The US doesn't have a royal family, but the President comes closest to representing a similar figure symbolically. The leading investigation into 83 attackers and would-be attackers of public figures in the United States found two-thirds had histories of contact with mental health services; 23% had been evaluated or treated in the year before the attack. 43% of the attackers were deluded at the time of the attacks.

However, US experts have tended to downplay the role of mental illness in attacks on public figures, while their European counterparts have emphasised it.

In the 19th Century there was a presumption in the UK that those who showed aggression to the establishment had to be insane by definition, because the country was so well administered (according to the ruling class), it wasn't rational to attack its elite.

The authors of this study point out that William Gladstone the British prime minister at the time, reassured Queen Victoria, after yet another assault on her, that whereas foreign assassins had political motives, in England, those who attempted such assassinations, were all madmen.

Paul Mullen and colleagues in their paper contend that Gladstone's assurance to his Queen betrays a boast about the perfection of Britain's property-owning democracy, where surely only the mad would enter on a project of political change through the mechanism of assassination.
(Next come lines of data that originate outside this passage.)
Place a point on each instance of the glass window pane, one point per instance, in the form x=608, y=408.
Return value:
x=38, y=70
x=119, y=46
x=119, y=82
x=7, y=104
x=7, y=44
But psychiatrists need to guard against becoming agents of the state.

Scientific research into attackers of royalty, such as this study, find that even those who were psychotic were also protesting against real injustice. The psychosis may have lowered their inhibitions and altered their calculations, but political motivation and psychosis are not mutually exclusive explanations.

They are potentially different aspects of the same drive.

This helps explain why so few attackers intended the death of a royal, according to Mullen and colleagues.

Their assaults were usually demonstrations of discontent, not failed regicide. Even if the taser incident turns out to be nothing to do with the Royal Family, for those who feel ignored by society and who are harbouring grievances, the kind of media attention the taser incident provoked, provides a motivation for pursuing public figures, as it's through contact with such limelight, they believe they will finally be heard.

Yet the death of Andrew Pennington from being run through by a samurai sword when he tried to protect Liberal Democrat MP Nigel Jones in 2001 from a paranoid assailant, who had previously visited the MP's surgery between 50-100 times with obsessive grievances, shows that correctly assessing threat to all public figures, remains imperative.